For gromacs, from what I understand, a direct comparison in compile time between dpcpp cuda and clang_cuda is not exactly fair, since gromacs supports e.g. gpu offload use is used in at least slightly different ways for each. Using make -j 128 I did two compilation runs using a multiplier value of 5 with clang_cuda and found that real time was 3m20.335s and 3m31.028s respectively for these two runs. I imagine that the real time for many threads could be quite noisy and the mean may be quite different from these values. The (usr + sys) timings for these runs was, to the nearest minute, 116minutes and 114minutes respectively. The corresponding times for two compilation runs of dpcpp cuda and a value of 5 was 2m1.756s and 1m58.822s (real), and (sys + usr) 55 and 54 minutes respectively.
Then, for dpcpp cuda the corresponding compilations times using the 11 value were basically the same. However for clang_cuda I appeared to observe a slow-down in real compilation time. The real time for was 4m31.509s but (usr + sys) was unchanged at 114 minutes. Note that using make -j 2 showed no change in compilation time for clang_cuda from 11 wrt 5 (actually a value of 11 was slightly faster but I only made one measurement and this change is probably attributed to noise.). I don't know but I imagine that the distribution of compilation time when using 128 threads could be very complicated, so I'm not sure if any real conclusions can be made from these gromacs measurements. I've just included them for clarity.

I would suggest landing the patch in upstream LLVM.

That said, as with any heuristic change, there's a chance that it may have unforeseen consequences. If/when that happens, we can easily roll it back and users should be able to override the threshold manually.

I'll keep an eye on whether it causes any issues on our builds.

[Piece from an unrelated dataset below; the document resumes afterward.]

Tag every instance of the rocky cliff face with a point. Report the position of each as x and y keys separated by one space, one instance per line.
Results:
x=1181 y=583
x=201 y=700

I'd agree that from the available information, a multiplier value of 11 appears a bit better for clang_cuda too.

Thanks for all the other comments!

For many cases, this threshold bump may not increase inlining if the old threshold was already aggressively inlining everything. In such cases, no compile time impact will be observed. For your motivating testcase that needs this threshold bump, did you measure how this impacted the compile time?

Please see my above comment.

tra added a comment.Feb 3 2023, 10:03 AM

Thank you for the details.

So, on the balance, it appears not to hurt the cases where threshold increase does not have material impact on the compilation time, and in relatively few cases where it does affect compilation time, it does provide sufficient performance improvement. I think it's worth it.

Ship it.

JackAKirk updated this revision to Diff 494686.Feb 3 2023, 10:27 AM

Updated multiplier threshold comment.

JackAKirk marked an inline comment as done.Feb 3 2023, 10:34 AM

Thank you for the details.

So, on the balance, it appears not to hurt the cases where threshold increase does not have material impact on the compilation time, and in relatively few cases where it does affect compilation time, it does provide sufficient performance improvement. I think it's worth it.

Ship it.

OK thanks. I've updated the comment swapping 5->11, so I'm happy for it to be merged now.